Anybody heard the new NIN album yet? Opinions? I know a lot of it’s available for listening online, but I haven’t made the time yet.

Also, I once saw Trent Reznor at the Pittsburgh airport. He got his own bags after flying up from New Orleans on the same flight as Lil’ Stack. Here’s a quick list of other interesting people I or my bro have seen on planes or in airports:

Trent and Heather
Your call.
  • Joey Porter
  • Lil’ Wayne
  • Barry Melrose
  • LL Cool J
  • That guy who thought King Arthur invaded Iraq

Sadly for LL and crew, none of them will ever top the time I made the scene with Heather Graham. In that quarter-second of eye contact at that Guggenheim art-collectors’ ball in 2004 that I wasn’t actually supposed to attend, I’m telling you: connection.

Bar Songs Worthy of Hate

3. “Don’t Stop Believing”, Journey - Yes, I do like this song. You like it too. So do your twelve friends. So does that annoying bar chick and her husband-hunting friends. So does the guy who says “bro” who’s just here to “cut loose with my boys”. These people indicate that the Journey trend has become way too popular to be ironically ahead of the game anymore. Sorry, Kevin.

2. “Living on a Prayer”, Bon Jovi - Again, I like this one. It brings back phat memories of Dance Marathon and Northwestern. Except that all those DJs who feel the need to pause the track during “whoaOOOOH! LIVING ON A PRAYER!” make me relive it a little too often, so hearing it all the time makes me feel like that dude who hangs around the college campus just a little too long after he graduates. And I am not that dude. I follow the “one visit after departure” rule very strictly here, Internet. Respect that.
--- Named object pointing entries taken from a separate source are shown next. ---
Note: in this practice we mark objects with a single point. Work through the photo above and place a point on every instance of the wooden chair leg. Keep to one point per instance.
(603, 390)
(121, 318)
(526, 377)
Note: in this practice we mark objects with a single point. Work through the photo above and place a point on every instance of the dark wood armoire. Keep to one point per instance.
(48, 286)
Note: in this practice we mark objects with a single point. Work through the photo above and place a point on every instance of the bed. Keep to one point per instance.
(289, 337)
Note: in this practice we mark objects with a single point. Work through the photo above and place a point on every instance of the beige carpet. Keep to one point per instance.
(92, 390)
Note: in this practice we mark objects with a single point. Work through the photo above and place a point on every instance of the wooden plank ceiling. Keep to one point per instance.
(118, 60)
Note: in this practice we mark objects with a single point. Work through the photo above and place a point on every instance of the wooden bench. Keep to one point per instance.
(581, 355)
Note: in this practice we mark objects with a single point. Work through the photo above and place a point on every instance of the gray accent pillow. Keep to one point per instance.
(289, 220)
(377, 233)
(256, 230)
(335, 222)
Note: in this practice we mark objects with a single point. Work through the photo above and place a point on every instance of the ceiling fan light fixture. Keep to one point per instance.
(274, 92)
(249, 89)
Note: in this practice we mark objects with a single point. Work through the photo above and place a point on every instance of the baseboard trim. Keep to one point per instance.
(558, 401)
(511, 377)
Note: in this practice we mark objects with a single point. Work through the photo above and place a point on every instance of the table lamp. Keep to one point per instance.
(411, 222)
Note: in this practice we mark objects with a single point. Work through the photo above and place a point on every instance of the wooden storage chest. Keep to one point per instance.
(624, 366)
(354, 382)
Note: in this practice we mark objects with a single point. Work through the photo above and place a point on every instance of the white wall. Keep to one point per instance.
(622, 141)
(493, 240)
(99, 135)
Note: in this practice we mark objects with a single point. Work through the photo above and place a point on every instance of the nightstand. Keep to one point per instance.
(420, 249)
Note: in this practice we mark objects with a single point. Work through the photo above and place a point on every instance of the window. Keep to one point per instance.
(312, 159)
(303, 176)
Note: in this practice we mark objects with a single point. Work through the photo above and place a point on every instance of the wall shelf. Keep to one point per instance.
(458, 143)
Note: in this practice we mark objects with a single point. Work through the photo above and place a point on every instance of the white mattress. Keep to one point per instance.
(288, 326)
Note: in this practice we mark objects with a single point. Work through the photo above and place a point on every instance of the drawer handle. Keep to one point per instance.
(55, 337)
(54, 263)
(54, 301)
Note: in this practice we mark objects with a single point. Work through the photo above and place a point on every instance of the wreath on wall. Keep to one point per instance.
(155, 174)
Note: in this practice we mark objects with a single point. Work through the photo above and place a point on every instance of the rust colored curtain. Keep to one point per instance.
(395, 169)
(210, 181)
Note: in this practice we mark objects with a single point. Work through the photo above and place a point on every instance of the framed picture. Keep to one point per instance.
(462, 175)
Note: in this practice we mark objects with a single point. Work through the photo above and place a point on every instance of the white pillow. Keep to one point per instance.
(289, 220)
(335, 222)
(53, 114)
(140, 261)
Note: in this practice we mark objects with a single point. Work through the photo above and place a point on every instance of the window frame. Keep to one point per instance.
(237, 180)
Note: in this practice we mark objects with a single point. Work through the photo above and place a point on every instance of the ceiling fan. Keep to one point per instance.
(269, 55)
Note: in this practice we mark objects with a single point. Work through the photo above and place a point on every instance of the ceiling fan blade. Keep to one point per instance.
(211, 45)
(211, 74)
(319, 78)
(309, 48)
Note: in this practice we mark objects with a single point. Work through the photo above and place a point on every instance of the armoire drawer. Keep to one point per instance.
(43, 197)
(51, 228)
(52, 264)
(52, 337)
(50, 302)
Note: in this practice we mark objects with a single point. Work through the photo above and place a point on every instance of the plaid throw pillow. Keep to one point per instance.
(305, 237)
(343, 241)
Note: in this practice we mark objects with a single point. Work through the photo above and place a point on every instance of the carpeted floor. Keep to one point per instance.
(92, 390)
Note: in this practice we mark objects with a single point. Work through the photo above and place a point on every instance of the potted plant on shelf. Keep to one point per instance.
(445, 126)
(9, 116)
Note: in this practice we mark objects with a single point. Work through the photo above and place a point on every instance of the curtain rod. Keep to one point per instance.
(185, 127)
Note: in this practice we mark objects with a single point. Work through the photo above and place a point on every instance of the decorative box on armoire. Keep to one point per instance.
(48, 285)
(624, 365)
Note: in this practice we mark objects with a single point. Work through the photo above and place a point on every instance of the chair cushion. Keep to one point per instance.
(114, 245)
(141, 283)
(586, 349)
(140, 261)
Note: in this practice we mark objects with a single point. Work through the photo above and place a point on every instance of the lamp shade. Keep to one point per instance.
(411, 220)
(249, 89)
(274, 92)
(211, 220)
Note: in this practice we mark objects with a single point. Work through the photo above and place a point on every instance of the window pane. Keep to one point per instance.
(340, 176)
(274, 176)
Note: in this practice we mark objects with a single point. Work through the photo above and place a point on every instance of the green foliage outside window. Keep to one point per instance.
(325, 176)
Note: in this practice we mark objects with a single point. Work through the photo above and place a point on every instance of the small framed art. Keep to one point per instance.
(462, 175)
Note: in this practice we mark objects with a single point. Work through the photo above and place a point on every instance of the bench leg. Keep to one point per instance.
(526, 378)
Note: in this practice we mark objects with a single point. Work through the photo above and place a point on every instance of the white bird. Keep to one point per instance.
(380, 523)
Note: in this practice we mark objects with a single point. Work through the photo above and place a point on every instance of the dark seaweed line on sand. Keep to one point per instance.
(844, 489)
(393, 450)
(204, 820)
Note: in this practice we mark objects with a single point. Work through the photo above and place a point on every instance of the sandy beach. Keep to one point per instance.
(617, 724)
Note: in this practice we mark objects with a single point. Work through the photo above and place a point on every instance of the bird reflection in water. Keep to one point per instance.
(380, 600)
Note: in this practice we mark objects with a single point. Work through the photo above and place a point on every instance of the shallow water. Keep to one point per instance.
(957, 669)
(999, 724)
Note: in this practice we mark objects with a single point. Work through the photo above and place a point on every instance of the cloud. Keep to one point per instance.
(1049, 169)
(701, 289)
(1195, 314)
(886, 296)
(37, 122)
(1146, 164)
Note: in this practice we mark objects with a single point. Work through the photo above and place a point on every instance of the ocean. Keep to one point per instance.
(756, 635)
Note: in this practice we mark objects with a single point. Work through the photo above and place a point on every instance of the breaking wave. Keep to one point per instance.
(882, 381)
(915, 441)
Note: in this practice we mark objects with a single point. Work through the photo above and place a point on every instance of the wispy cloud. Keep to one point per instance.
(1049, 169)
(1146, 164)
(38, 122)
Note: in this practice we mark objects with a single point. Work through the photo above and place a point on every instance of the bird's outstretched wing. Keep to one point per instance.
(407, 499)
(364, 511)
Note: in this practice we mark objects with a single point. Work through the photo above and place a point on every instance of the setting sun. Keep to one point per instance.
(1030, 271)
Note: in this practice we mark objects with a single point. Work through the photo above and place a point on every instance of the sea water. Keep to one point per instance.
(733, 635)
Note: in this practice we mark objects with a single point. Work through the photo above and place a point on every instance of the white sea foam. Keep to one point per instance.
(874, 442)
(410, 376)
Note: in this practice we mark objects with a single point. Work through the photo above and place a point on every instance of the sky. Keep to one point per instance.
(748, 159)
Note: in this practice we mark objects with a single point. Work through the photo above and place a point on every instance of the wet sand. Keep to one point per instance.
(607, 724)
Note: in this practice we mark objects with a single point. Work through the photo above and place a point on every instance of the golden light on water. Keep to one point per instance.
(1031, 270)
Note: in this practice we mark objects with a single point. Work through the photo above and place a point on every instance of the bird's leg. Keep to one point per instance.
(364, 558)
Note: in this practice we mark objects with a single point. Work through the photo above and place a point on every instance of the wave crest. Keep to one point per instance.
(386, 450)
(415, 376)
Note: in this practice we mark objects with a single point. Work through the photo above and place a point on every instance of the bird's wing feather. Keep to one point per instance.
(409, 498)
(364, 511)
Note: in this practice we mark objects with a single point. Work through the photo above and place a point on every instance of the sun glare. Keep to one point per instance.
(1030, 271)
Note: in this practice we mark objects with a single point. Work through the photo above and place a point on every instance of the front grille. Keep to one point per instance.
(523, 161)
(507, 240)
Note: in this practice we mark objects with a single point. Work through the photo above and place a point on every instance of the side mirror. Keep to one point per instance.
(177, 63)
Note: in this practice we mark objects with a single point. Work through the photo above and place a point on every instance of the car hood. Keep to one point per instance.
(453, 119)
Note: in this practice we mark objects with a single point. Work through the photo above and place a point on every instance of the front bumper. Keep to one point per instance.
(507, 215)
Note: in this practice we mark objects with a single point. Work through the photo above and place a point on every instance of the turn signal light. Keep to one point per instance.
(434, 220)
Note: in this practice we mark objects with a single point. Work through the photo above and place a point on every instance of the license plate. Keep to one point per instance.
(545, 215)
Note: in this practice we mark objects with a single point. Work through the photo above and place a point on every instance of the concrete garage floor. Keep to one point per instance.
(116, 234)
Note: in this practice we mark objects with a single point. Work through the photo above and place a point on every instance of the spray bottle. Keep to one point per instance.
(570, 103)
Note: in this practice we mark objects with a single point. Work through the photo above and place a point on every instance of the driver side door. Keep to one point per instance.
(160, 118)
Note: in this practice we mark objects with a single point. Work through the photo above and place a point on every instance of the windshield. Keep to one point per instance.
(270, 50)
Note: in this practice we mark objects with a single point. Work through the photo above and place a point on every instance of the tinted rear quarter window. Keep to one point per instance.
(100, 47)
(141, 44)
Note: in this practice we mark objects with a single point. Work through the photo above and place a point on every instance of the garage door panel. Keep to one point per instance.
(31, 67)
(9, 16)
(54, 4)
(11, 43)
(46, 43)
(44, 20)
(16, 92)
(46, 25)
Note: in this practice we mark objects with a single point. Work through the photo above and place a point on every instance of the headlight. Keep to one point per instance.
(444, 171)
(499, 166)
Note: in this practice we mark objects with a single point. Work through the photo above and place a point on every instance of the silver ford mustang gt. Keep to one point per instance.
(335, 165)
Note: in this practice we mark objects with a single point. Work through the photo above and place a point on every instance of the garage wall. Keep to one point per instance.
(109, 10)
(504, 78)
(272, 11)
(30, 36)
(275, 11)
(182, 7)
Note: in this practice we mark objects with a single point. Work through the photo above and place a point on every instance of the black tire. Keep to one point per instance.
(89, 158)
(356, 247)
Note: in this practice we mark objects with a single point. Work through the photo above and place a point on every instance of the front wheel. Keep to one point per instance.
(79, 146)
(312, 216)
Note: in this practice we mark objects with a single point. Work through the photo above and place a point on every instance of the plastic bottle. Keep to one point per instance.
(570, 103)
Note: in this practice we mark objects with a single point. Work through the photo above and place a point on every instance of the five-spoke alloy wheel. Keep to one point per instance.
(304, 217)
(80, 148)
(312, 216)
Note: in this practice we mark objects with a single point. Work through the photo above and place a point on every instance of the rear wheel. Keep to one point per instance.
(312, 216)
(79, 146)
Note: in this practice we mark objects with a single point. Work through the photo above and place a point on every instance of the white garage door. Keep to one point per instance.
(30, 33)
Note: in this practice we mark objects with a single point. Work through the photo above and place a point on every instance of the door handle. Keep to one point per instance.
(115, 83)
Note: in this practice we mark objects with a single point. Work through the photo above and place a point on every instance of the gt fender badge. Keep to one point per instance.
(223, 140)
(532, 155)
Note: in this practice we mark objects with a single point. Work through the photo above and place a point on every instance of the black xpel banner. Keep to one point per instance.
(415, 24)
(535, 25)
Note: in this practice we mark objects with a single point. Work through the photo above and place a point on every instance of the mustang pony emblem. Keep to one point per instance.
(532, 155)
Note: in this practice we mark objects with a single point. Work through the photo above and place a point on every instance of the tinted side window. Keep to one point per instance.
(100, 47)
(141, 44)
1. “Sweet Caroline”, Neil Diamond - I don’t like this song. At all. In fact, I’ve hated it since I was a kid and my parents rocked “Oldies - 3WS” back in the car-radio day. Neil Diamond isn’t even a very good singer. Singing onomatopoeia doesn’t hold much of an appeal either: verbalized sounds aren’t lyrics, homes. If I go to a bar and the DJ rocks the track-stop for this one too (he’s probably already done it for Bon Jovi), I’m future-skipping that bar with the quickness. Also, Red Sox fans: baseball is boring. Sorry to tell you.

Tonight I had TV dinner and a beer. I am 1950s mantastic. What.